Find an R10. There are probably some available. Go to your local BB or CC and ask for an R10. 80 hours.


----------



## Malibu13 (Sep 12, 2004)

wado66 said:


> I have an older Tivo with Dirctv. It only holds 35 hours of programming. I neeeed more capacity. After reading some of the posts, I don't want the R15. What is my best option for a Higher capacity DVR? I would also like to have caller ID built in. But not a must.
> Thanks for any input.


you won't find an R10 with "caller id" but i have read of hacking it but i don't believe it can be done on the R10.:nono2: ..........i'm sure Wolffpack will correct me if i'm wrong


----------



## Jacob S (Apr 14, 2002)

A standalone or do they have not have any that will record HD?


----------



## Wolffpack (Jul 29, 2003)

db54 said:


> you won't find an R10 with "caller id" but i have read of hacking it but i don't believe it can be done on the R10.:nono2: ..........i'm sure Wolffpack will correct me if i'm wrong


You can't hack an R10 without replacing a PROM. Desolder the existing PROM and solder in a socket. Yeeuch! :nono:

But I have no idea about CallerID. I've never even tried it. I don't want my phone even ringing when I watching TV. :grin:


----------



## Mark Holtz (Mar 23, 2002)

Believe it or not, you can actually upgrade the hard drive in your TiVo. Unless you have a R-10, the hard drive limitation is 2x160 GB hard drives for a total of ~243 hours of recording time. There are two options:
Upgrade the drive yourself utilizing a PC and these instructions.
Use a professional upgrade service. There are several available which will upgrade your TiVo. You can either order the kit or send your unit in for upgrading.
I have personally upgraded my DirecTiVo from 35 hours to 120 hours to 243 hours within six months of acquiring the unit. 160GB hard drives for $75-$90 each.


----------



## John Duncan Yoyo (Nov 22, 2005)

Mark Holtz said:


> Believe it or not, you can actually upgrade the hard drive in your TiVo. Unless you have a R-10, the hard drive limitation is 2x160 GB hard drives for a total of ~243 hours of recording time.

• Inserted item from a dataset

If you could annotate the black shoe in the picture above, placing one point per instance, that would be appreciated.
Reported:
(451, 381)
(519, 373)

Actually you can now put bigger hard drives the older TiVO units if they are upgraded to 6.2. Weaknees offers dual 400GB drives for my Hughes sd-dvr40.


----------



## innersanctum (Nov 30, 2005)

You can still get R10's from Weaknees.com. I know because I just got one this week from them. There is a $100 rebate that comes with them as well.


----------



## ISWIZ (Nov 18, 2005)

I know I'll hear about it but just want to remind folks that the R10 will no longer get any updates. Yes some believe it doesn't need any, just want those folks wandering in here that are unaware that unless DTV and TIVO work things out there will no updates coming to that box.

There may not be any to the R15 either but the chances are much greater.


----------



## 01ds650 (Nov 20, 2005)

I just talked to Direct last week & they said they would update the Tivos if anything came along. Just an FYI.


----------



## mphare (Nov 15, 2005)

Well, obviously not just 'anything'. HMO, TiVo2Go have all come along and I'm still waiting for my update. 

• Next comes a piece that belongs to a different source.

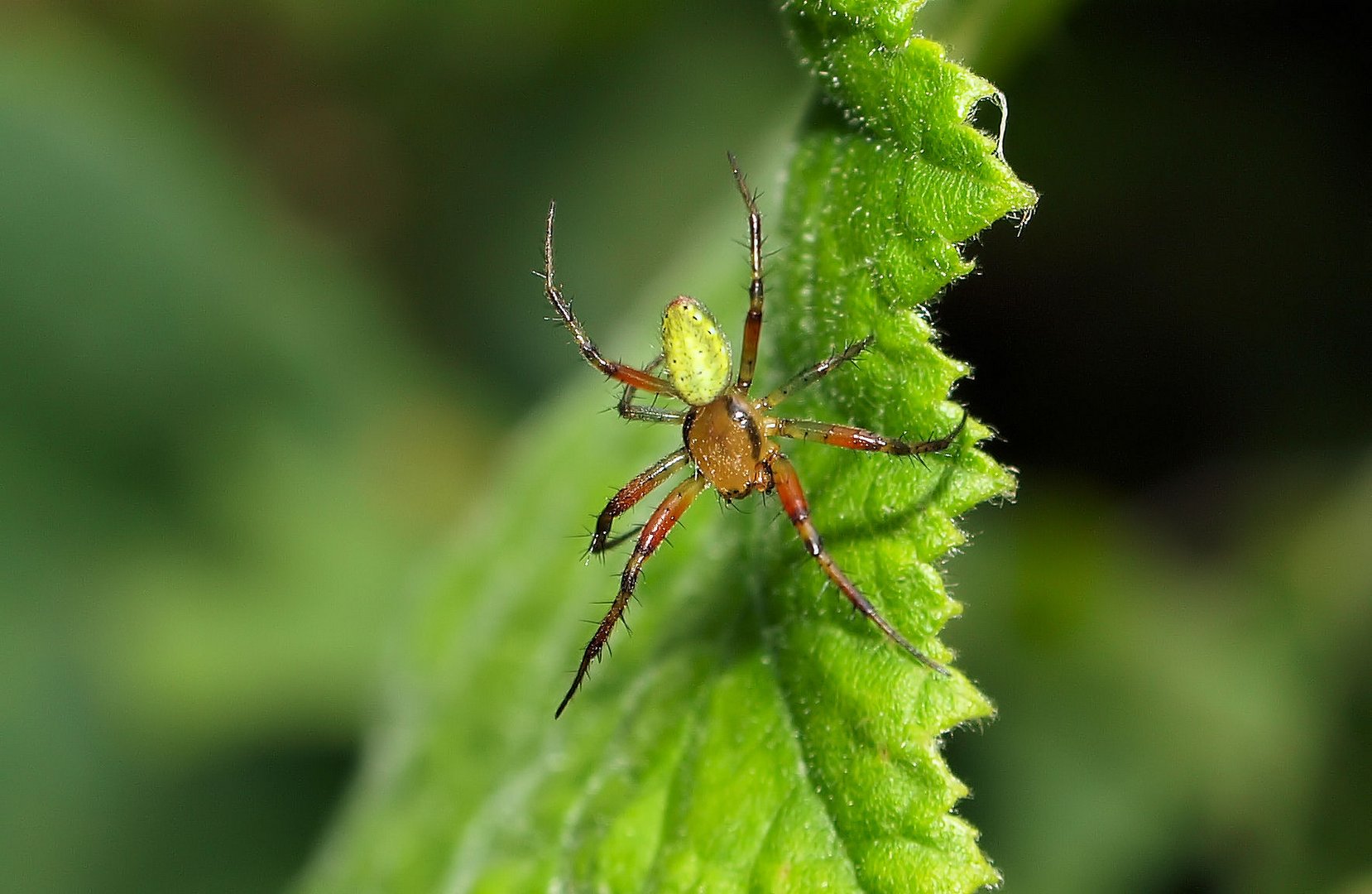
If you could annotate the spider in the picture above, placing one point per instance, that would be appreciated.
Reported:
(727, 435)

Probably, they mean if any show stopping bugs come along.
To be fair, after the end of UTV, we did get one more service update. It included CallerID and Bulk Delete. So I guess we might get a feature update along those lines.


----------



## Wolffpack (Jul 29, 2003)

I think if any DTivo gets one more update it may be the HD DVR. That's still stuck on 4.x I think. Not capable of running 6.2.


----------



## ISWIZ (Nov 18, 2005)

Series 1 was left in the dust long ago.


----------



## nabsltd (Nov 18, 2005)

Mark Holtz said:


> Believe it or not, you can actually upgrade the hard drive in your TiVo. Unless you have a R-10, the hard drive limitation is 2x160 GB hard drives for a total of ~243 hours of recording time.

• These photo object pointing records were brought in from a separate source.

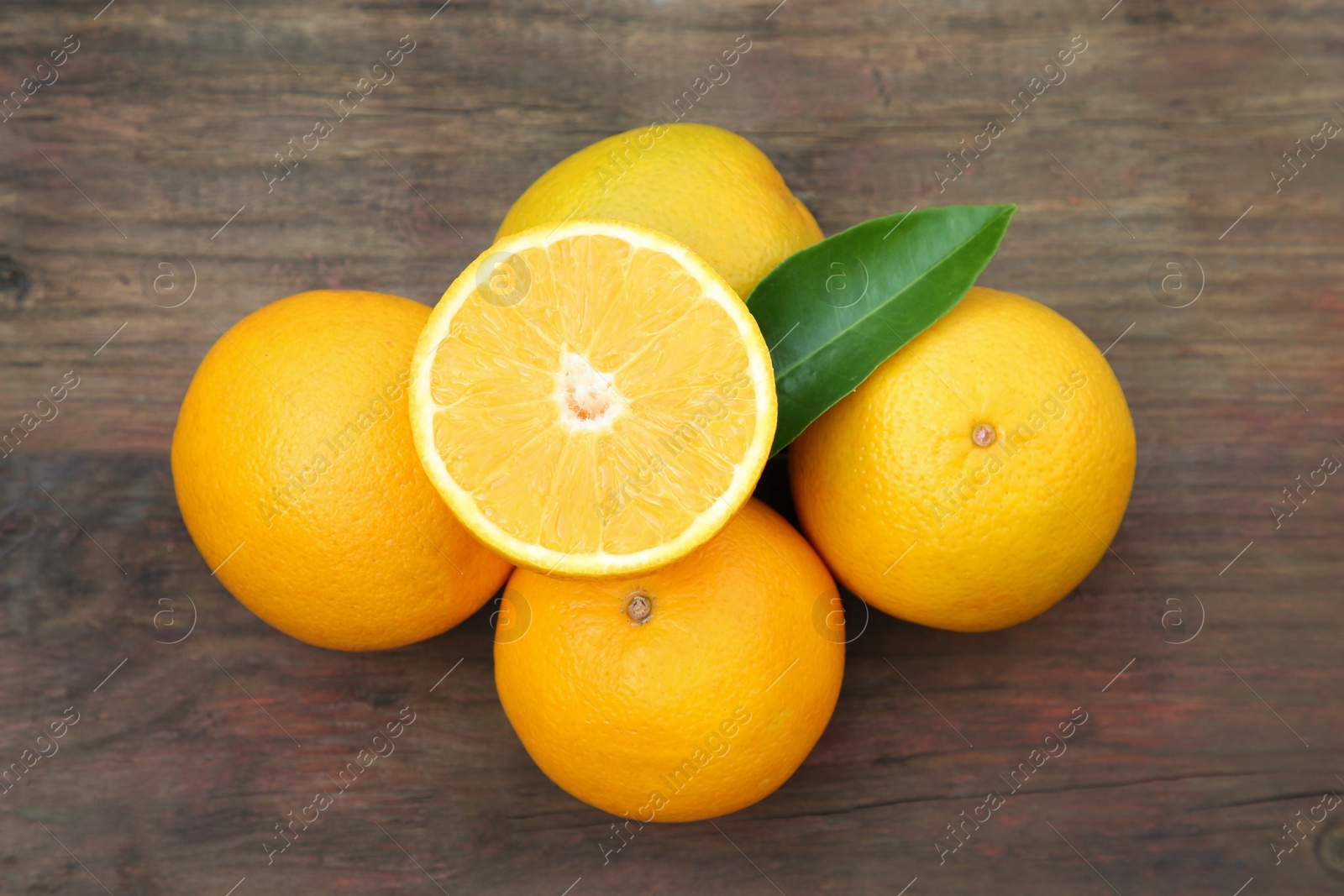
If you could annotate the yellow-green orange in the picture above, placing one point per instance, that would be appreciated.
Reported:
(699, 184)
(299, 481)
(978, 476)
(696, 703)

For any "series 2" DireccTiVos, the limit has been effectively erased. You can use 2x250GB with no real problems, and 2x400 with some changes to the MFS Tools command lines.


----------



## Mark Holtz (Mar 23, 2002)

nabsltd said:


> For any "series 2" DireccTiVos, the limit has been effectively erased. You can use 2x250GB with no real problems, and 2x400 with some changes to the MFS Tools command lines.


Do you have any details on this? Admittedly, I haven't kept up on the updates of this since 6.2 rolled out.


----------